Nice, CAI is another similar approach, kind of in between the three already mentioned. I think “losing a degree of freedom” is very much a good thing, both computationally and functionally.
Under this formulation, FEP is very similar to RL-as-inference. But RL-as-inference is a generalization of a huge number of RL algorithms from Q-learning to LLM fine-tuning. This does kind of make sense if we think of FEP as a just a different way of looking at things, but it doesn’t really help us narrow down the algorithms that the brain is actually using. Perhaps that’s actually all FEP is trying to do though, and Friston has IIRC said things to that effect—that FEP is just a reframing/generalization and not an actual model of the underlying algorithms being employed.
There are some conceptual differences. In RL, you define a value function for all possible states. In active inference, you make desirable sense data a priori likely. Sensory space is not only lower-dimensional than (unobserved) state space, but you only need to define a single point in it, rather than a function on the whole space. It’s often a much more natural way of defining goals and is more similar to control theory than RL. You’re directly optimizing for a desired (and known) outcome rather than having to figure out what to optimize for by reinforcement. For example, if you want a robot to walk to some goal point, RL would have to make the robot walk around a bit, figure out that the goal point gives high reward, and then do it (in another rollout). In active inference (and control theory), the robot already knows where the goal point is (or rather, what the world looks like when standing at that point), and merely figures out a sequence of actions that get it there.

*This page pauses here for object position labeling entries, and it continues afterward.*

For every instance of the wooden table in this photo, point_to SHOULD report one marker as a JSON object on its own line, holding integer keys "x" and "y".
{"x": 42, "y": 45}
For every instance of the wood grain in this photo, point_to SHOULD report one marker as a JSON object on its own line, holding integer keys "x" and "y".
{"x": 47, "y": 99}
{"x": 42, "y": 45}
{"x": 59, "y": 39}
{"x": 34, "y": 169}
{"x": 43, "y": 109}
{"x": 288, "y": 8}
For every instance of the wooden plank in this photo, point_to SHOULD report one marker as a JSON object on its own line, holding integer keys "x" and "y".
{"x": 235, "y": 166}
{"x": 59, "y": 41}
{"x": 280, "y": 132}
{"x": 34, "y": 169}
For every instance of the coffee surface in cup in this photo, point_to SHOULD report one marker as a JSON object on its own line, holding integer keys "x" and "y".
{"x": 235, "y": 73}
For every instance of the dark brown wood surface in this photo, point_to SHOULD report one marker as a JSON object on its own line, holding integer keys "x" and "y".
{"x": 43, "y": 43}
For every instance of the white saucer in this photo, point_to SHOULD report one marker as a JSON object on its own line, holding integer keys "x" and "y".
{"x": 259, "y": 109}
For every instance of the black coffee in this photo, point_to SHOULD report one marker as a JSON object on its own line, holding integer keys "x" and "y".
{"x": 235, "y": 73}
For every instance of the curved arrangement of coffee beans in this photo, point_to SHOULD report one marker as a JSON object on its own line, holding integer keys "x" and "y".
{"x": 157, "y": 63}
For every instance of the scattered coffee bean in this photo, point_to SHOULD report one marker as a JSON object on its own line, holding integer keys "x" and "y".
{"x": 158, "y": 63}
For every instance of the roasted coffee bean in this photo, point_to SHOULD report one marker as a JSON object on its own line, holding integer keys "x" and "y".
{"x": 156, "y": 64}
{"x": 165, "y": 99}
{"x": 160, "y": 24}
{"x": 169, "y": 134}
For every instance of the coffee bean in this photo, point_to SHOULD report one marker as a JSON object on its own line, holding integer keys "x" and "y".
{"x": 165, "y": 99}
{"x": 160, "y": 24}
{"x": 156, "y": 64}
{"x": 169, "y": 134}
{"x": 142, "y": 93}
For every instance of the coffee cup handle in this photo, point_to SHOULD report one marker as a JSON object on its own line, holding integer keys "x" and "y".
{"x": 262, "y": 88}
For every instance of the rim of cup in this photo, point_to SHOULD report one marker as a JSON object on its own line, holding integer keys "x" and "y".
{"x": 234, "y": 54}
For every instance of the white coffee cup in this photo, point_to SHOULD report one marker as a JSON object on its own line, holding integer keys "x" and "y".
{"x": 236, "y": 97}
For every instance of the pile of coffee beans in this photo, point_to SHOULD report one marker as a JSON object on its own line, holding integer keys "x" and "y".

Another difference is that active inference automatically balances exploration and exploitation, while in RL it’s usually a hyperparameter. In RL, it tends to look like doing many random actions early on, to figure out what gives reward, and later on do actions that keep the agent in high-reward states. In control theory, exploration is more bespoke, and built specifically for system identification (learning a model) or adaptive control (adjusting known parameters based on observations). In active inference, there’s no aimless flailing about, but the agent can do any kind of experiment that minimizes future uncertainty—testing what beliefs and actions are likely to achieve the desired sense data. Here’s a nice demo of that:
See https://arxiv.org/abs/2006.12964:
Nice, CAI is another similar approach, kind of in between the three already mentioned. I think “losing a degree of freedom” is very much a good thing, both computationally and functionally.
Yeah my understanding is that FEP is meant to be quite general, the P and Q are doing a lot of the theory’s work for it.
Chapter 5 describes how you might apply it to the human brain in particular.